Katie's Craft Corner: Homemade dress

I’ll admit it — I love shopping for new things to wear.

Clothes, shoes, bags, jewelry, you name it, and I love to siftthrough sales racks to find them. One problem with this is that I don’t have a lot of excess money to spend on these shopping sprees, and often a choice has to be made — the dress or the shoes? Luckily, the choice can be made easier by the fact that I know I can sew a comparable dress for less than the sticker price at Target.

I decided to make a dress to wear for my cousin’s confirmation this weekend. I wanted something cool and springy, and I had the perfect pattern: a short sleeved fit-and-flare dress with a cute notched neckline from Simplicity’s Project Runway collection. For fabric, I used a cream-colored designer quilting cotton with a teal pattern.(Is it a feather? Fern? Leaf? I’m not sure, but it is pretty.)

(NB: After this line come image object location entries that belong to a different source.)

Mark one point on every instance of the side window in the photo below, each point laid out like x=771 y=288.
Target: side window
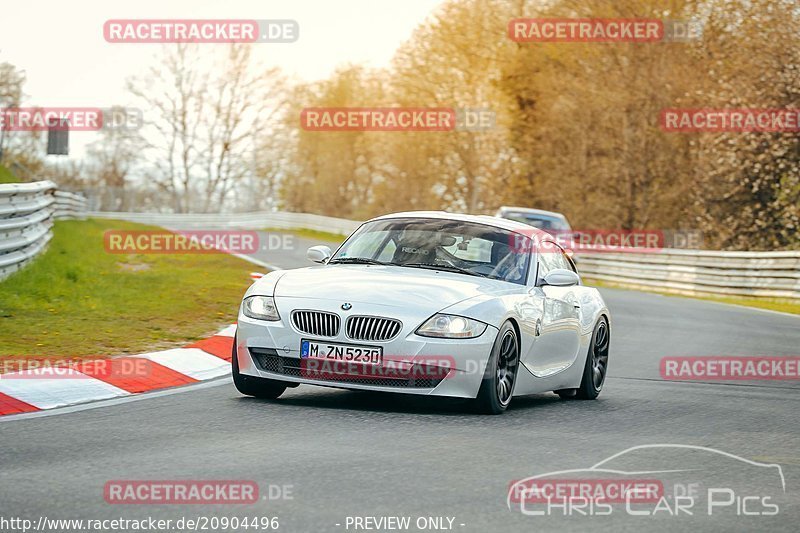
x=552 y=257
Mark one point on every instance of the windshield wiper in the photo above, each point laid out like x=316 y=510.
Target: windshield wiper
x=433 y=266
x=356 y=261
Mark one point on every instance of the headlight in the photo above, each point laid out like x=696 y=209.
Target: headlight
x=451 y=327
x=261 y=307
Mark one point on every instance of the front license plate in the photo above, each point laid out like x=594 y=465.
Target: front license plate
x=370 y=355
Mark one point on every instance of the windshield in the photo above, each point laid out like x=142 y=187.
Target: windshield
x=462 y=247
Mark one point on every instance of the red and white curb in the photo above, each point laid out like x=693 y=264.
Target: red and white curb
x=29 y=390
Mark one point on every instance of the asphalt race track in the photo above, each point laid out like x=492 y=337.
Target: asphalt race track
x=363 y=454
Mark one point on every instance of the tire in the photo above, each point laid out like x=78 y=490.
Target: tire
x=268 y=389
x=497 y=387
x=596 y=367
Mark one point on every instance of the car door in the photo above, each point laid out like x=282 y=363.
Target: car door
x=557 y=345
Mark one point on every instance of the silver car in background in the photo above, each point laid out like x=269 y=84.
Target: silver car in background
x=549 y=221
x=428 y=303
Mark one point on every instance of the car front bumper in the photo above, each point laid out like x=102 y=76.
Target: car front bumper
x=272 y=350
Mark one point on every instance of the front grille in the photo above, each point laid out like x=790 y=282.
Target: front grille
x=317 y=323
x=372 y=328
x=269 y=361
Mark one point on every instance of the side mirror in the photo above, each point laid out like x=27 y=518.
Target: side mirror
x=560 y=277
x=318 y=254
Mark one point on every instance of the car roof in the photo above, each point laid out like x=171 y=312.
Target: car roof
x=533 y=211
x=487 y=220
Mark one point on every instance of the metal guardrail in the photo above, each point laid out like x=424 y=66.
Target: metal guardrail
x=689 y=272
x=27 y=211
x=70 y=205
x=699 y=272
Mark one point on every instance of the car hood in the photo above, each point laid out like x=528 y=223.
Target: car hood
x=389 y=286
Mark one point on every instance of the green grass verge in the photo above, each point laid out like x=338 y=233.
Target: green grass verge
x=6 y=176
x=311 y=234
x=78 y=300
x=784 y=306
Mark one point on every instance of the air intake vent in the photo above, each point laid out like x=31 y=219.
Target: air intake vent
x=372 y=328
x=317 y=323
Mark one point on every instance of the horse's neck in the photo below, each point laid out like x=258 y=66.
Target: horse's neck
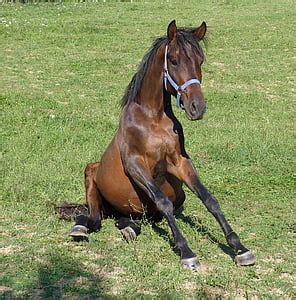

Total spent? Only $12 so far.

First thing before I make a dress out of a pattern I’ve never used before, is make a muslin, or a test garment out of cheap fabric (I already had some on hand). I usually only make a muslin for the bodice, since skirts really don’t need precise fitting. This helps to find flaws in the pattern and show what alterations must be made; I saw that I needed to take in a few seams and lengthen the waist.

Next, I cut the fabric. Typically, if something goes wrong for me, this is where, and the notched-neck dress was no exception. I forgot I wanted to lengthen the waist, and almost ran out of fabric for the skirt. Thankfully, the skirt was gathered, so less fabric would only mean it’s a little less full.

Now, I gathered the skirt pieces by running a loose whipstitch by hand through the tops of the skirt pieces and pulled the thread gently to pucker the fabric. I pinned the bodice pieces to the skirt pieces and began sewing. Always read the instructions that come with the pattern to see what order to sew them together: some require sewing shoulders first; some skirts to bodice first, some bodice to other bodice pieces first.

The actual sewing went off without a hitch, and I got to use my new favorite trick for sewing the hem: stay stitching, where you sew a straight line around the hem about an inch above the edge and then fold the fabric over and stitch in place. The straight line causes the fabric below it to pucker ever so slightly, just enough to ease in a hem with a nice swingy finish.

How did it turn out? With the price of the pattern and zipper included, the dress cost me about $15, less than the $40 that is typical of similar styles out in stores. I wore it with a teal faux snakeskin belt on clearance at Target for $3.89 and pale beige heels from Payless. In this purchasing battle of dress vs. shoes, because of some simple sewing tricks, I was able to confidently choose shoes.